”Di sana! Aku lihat
keparat itu!”
Sepersekian detik,
kelima lelaki itu seperti kesetanan. Desing peluru
merobek-robek keheningan hutan, menerabas rerimbunan jeruju. Kawanan monyet terusik dan menjerit-jerit tak karuan. Lolongan anjing kampung
terdengar melengking. Kalong dan burung hantu mengepakan sayapnya, terbang mencabik-cabik kesiur angin senja yang dingin.
Entah karena kekuatan
apa, pada detik yang sama mereka sepakat menahan senjatanya. Waspada mereka
bergerak maju. Tinggal beberapa langkah lagi. Bacin
keringat dingin menusuk hidung. Sesuai rencana, serangan
beruntun itu efektif membuat lelaki itu mencungap-cungap.
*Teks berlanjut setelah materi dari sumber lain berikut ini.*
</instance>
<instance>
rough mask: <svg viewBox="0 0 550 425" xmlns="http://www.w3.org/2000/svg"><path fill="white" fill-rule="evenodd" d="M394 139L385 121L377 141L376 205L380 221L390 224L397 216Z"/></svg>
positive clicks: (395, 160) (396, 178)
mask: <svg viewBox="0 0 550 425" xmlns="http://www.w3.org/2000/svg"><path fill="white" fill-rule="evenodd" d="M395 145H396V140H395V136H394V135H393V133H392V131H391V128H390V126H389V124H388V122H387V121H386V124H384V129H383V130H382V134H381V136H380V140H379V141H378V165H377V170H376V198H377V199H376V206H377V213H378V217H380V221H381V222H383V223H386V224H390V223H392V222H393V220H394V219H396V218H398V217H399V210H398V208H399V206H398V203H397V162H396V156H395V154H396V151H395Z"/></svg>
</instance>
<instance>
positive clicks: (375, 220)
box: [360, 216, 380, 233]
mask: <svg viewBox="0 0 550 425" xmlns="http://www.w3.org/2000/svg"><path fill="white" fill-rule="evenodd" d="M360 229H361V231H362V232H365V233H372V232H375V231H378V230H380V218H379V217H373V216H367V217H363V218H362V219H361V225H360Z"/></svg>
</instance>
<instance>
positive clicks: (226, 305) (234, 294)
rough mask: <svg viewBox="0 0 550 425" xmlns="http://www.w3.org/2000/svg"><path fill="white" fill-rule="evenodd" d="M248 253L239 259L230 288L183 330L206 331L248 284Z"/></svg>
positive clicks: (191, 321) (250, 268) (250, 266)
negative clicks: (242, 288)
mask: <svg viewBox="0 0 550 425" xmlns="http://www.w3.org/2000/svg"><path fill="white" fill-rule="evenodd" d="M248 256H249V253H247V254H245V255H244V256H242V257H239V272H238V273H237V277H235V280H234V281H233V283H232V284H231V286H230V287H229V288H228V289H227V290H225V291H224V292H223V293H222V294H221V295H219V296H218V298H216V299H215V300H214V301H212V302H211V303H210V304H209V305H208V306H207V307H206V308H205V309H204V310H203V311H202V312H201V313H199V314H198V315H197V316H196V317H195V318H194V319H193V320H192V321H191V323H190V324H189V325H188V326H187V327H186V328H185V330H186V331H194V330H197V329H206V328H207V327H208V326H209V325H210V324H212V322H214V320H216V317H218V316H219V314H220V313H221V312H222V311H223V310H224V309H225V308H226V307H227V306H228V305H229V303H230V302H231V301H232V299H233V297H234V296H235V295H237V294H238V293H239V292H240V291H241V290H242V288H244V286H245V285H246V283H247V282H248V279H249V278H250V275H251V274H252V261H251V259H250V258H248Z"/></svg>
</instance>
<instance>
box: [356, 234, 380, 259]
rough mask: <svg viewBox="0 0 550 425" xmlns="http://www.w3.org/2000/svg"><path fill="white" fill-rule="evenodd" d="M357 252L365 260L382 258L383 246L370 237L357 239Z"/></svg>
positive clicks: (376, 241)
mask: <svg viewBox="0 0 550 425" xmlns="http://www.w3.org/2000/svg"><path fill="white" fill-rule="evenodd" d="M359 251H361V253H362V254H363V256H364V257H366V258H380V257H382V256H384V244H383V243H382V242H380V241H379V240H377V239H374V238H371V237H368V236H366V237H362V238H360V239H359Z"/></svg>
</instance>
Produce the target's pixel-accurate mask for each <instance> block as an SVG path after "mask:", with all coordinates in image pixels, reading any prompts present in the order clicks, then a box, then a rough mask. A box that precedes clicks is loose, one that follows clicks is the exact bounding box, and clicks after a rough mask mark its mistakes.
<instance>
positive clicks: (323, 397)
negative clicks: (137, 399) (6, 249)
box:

Jangankan seorang lelaki, bahkan empat
keparat sekalipun bakal sulit bernafas setelah digempur peluru dari empat
penjuru. Namun, semua orang tahu siapa Joko Indo. Seperti kucing
hitam, keparat bengis yang lihai menggunakan senjata api itu memiliki nyawa
sembilan.
Hening menyergap, bahkan
gemerisik angin di pucuk-pucuk pohon terdengar jelas. Mereka menahan nafas.
Semua mata saling mendelik. Kelima lelaki itu dipagut kecemasan, seperti tengah menghampiri lubang kubur mereka sendiri.